Find us on GitHub

Teaching basic lab skills
for research computing

Matrix Programming: Linear Algebra

Matrix Programming/Linear Algebra at YouTube

Hello, and welcome to another episode of the Software Carpentry lecture on matrix programming. In this episode, we'll have a look at how to do linear algebra.

As we saw in previous episodes, NumPy arrays make it easy to do things with rectangular blocks of data. But that doesn't mean they behave exactly like the matrices that mathematicians use. For example, let's create an array, and then multiply it by itself. As you can see, NumPy has not done what a mathematician would do. Instead, it has done the operation elementwise.

On the bright side, elementwise operation means that array addition works as you would expect. And since there's only one sensible way to interpret an expression like "array plus one", NumPy does the sensible thing there too.

Like other array-based libraries or languages, NumPy provides many useful tools for common operations. For example, if we have the array shown here, then we can sum its values with a single function call. We can also calculate the partial sum along each axis… …just by passing an extra argument into the sum function.

As an exercise, what do you think sum(a, 2) will do for a two-dimensional array?

Here's a long example of what we can do with array operations. Suppose we have been observing the progress of a disease in some test subjects. Each row of our array corresponds to one patient. And each column is an hourly count of responsive T cells. This means that the zeroth column of our data is the initial T cell count for all patients… While the zeroth row is all hourly samples for patient 0.

As an exercise, check that you understand the slicing notation used here, and can explain why the slices are one-dimensional rather than two-dimensional.

The expression 'mean(data)' gives us the average T cell count for all patients at all times. It's nice to know we can do this, but it's not a particularly meaningful statistic. The mean of the data along axis 0, on the other hand, gives us the average across all patients for each hour. This is much more useful: it is the "normal" progress of the disease. And the mean along axis 1 gives us the average T cell count per patient across all times, which could be useful if we need to normalize the data.

It might be even more interesting to look at what happened to people who started with no responsive T cell count at all. The first step is to once again select the first column of data, i.e., the initial T cell counts for each patient. If we compare these to zero, we get a Boolean array with True for each row of the array that meets our criteria. If we use this to index the original array, we get the two rows for which the count at time zero is zero.
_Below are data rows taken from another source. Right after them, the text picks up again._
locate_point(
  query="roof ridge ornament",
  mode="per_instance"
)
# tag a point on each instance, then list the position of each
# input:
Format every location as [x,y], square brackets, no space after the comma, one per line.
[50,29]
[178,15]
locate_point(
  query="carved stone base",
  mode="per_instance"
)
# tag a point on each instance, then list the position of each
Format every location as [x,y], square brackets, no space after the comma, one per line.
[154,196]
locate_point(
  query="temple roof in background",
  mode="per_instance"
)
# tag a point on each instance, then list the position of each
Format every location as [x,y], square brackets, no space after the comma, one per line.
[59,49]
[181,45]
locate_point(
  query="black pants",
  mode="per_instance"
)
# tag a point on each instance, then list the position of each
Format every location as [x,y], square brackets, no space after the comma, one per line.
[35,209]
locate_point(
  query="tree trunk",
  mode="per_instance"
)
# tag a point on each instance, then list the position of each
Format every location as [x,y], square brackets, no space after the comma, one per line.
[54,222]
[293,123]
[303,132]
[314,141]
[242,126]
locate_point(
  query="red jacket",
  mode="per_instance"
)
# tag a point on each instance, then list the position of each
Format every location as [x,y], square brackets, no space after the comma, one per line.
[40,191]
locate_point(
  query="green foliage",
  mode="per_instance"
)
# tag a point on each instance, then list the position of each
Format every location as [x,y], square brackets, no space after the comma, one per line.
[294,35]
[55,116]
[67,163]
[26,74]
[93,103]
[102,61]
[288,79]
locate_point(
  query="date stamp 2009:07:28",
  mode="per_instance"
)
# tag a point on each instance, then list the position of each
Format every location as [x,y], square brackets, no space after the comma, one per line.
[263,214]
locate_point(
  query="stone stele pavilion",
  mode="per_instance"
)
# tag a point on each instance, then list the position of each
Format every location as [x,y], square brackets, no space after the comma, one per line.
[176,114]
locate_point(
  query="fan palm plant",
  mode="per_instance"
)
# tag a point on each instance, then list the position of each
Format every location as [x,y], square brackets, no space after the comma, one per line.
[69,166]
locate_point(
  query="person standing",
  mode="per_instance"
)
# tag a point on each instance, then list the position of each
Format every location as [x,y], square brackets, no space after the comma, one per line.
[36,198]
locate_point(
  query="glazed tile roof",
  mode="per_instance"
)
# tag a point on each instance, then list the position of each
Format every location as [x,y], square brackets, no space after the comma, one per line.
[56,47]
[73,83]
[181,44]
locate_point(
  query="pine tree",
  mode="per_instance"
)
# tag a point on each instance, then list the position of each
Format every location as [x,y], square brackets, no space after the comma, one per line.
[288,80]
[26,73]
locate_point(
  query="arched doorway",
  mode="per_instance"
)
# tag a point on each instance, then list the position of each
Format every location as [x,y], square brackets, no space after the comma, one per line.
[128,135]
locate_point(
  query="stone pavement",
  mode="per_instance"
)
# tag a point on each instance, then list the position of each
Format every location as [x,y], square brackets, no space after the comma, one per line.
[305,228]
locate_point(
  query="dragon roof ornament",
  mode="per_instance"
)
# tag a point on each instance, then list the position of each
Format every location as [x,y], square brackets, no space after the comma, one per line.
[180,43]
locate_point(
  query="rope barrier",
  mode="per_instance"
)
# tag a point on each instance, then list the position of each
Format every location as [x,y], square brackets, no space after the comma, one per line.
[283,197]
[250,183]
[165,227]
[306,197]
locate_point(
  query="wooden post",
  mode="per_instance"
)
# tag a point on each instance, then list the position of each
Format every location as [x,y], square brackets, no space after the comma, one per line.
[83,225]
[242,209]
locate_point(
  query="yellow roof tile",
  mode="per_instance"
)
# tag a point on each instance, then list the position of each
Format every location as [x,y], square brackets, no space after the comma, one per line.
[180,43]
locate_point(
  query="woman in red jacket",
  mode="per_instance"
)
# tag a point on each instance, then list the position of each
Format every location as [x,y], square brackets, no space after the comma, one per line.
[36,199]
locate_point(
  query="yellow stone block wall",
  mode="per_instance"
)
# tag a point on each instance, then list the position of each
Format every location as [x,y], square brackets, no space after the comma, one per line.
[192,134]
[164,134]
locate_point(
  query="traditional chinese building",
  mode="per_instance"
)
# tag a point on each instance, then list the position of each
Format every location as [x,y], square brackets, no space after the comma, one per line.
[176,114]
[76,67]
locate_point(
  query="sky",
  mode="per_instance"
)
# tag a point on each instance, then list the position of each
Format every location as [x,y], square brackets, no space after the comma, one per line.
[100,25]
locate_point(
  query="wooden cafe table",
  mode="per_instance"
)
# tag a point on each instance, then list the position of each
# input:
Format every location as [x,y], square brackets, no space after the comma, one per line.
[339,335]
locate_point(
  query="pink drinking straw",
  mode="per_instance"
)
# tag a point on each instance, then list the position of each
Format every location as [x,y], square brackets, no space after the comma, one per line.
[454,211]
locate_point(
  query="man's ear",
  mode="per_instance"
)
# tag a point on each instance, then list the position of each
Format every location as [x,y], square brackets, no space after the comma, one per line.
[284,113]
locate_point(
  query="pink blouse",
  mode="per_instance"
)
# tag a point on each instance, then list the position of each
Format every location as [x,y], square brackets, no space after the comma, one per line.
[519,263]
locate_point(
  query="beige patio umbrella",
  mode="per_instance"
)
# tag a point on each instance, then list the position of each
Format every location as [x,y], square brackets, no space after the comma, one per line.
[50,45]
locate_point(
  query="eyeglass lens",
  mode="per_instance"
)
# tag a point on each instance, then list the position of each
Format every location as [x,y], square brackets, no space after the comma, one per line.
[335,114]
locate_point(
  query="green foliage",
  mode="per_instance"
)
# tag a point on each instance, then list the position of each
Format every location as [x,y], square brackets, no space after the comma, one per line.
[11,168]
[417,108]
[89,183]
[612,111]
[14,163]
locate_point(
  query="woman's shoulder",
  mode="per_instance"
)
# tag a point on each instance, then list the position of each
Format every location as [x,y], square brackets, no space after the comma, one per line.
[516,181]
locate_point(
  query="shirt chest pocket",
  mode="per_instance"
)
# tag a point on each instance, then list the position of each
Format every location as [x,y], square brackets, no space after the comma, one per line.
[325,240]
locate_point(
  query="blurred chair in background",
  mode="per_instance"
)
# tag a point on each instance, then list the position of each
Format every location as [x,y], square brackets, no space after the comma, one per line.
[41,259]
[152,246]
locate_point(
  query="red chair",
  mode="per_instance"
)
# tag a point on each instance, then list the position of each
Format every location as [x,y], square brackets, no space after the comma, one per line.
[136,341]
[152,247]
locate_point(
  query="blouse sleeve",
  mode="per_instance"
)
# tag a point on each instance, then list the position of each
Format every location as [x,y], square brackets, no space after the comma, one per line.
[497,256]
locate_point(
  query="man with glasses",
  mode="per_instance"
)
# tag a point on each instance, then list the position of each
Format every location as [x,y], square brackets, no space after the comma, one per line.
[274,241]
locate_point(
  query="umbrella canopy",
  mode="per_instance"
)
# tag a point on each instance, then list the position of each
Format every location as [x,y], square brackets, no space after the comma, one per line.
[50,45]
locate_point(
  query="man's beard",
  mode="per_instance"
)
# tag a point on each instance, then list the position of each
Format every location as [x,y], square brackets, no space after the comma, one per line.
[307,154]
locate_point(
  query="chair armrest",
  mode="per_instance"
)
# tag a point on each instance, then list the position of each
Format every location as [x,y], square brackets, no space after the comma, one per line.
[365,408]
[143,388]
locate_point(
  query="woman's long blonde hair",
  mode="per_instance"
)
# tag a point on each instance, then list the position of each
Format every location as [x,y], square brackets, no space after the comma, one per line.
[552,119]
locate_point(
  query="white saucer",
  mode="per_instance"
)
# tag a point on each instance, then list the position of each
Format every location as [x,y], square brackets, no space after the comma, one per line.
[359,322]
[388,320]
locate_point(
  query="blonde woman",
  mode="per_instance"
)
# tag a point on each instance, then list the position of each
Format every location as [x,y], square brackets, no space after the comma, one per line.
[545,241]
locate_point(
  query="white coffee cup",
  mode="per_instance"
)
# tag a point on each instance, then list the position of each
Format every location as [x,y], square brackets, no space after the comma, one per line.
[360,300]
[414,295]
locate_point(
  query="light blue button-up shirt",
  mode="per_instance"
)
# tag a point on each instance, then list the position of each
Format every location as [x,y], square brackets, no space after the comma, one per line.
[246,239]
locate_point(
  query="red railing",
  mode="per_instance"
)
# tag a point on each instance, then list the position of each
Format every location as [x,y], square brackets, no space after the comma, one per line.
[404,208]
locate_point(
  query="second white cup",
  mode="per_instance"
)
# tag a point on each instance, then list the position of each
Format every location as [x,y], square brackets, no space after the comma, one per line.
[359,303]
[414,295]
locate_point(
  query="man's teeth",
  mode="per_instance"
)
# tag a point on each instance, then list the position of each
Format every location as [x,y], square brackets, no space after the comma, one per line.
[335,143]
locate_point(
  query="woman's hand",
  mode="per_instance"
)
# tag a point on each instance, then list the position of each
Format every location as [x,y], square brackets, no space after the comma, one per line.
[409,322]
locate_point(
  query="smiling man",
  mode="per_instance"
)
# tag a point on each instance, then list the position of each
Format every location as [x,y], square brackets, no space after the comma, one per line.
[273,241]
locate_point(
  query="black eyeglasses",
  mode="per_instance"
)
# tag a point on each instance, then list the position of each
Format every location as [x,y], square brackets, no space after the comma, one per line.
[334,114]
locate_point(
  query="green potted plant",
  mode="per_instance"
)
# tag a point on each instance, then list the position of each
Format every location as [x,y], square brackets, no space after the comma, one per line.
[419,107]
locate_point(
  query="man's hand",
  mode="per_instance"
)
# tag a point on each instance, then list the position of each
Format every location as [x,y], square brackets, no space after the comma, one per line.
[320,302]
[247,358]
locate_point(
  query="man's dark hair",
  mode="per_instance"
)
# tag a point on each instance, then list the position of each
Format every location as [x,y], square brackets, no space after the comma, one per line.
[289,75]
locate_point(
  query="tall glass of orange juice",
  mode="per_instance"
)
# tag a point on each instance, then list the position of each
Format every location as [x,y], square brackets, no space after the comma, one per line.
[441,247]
Now let's find the mean T cell count over time for those people. Once again, we start by selecting column 0…

…and testing it to create a Boolean mask.

Using that mask as a subscript gives us the rows that have zero in the first place.

We can now use the 'mean' function along axis zero—i.e., across patients.

Which gives us the average behavior of patients who started with no responsive T cells at all.

This example highlights the key to good matrix programming: write high-level statements without loops, and let the computer worry about how to do the operations element by element. This is just as true for MATLAB or R as it is for Python:

All right, so what about "real" matrix multiplication? NumPy provides a function called 'dot' that does this, and other useful things. 'dot' of two matrices is their mathematical matrix product. Dot of two vectors is their dot product, i.e., the sum of the products of their elements.

Just as in mathematics, though, dot only works for things with compatible shapes. For example, you cannot multiply a 2×3 matrix and another 2×3 matrix: NumPy complains that the objects aren't aligned. And please note that NumPy does not distinguish between row and column vectors: if 'v' is a 1×2 vector, NumPy will happily calculate either of its products with a 2×2 matrix.

If you really prefer multiplication with a '*' to calling the function 'dot', you can store your data in a class called 'matrix' instead of in an 'array'. 'matrix' has all of the features of 'array', but its '*' operator does what a mathematician would expect. You can convert one form to the other using the 'matrix' and 'array' functions.

So which should you use? If your program is doing linear algebra, 'matrix' will probably be more convenient… …not least because it treats vectors as Nx1 matrices. Otherwise, you should use 'array'. In particular, if you are representing a multi-dimensional grid of some sort, rather than an abstract matrix of numbers, 'array' is better choice.

Finally, always remember that you're not the first person to program with matrices. Always take a look at the online documentation for NumPy before writing any functions of your own. The library includes routines to conjugate, convolve, and correlate matrices… …to extract diagonals… …calculate FFTs, gradients, histograms, and least squares… …or net present value if you're doing financial mathematics. It can find roots… …solve sets of linear equations… …and do singular value decomposition. These functions are all faster than anything you could easily write… …and what's more, someone else has tested and debugged them.

In our next episode, we'll have a look at a longer example of how you can use NumPy to solve real-world problems.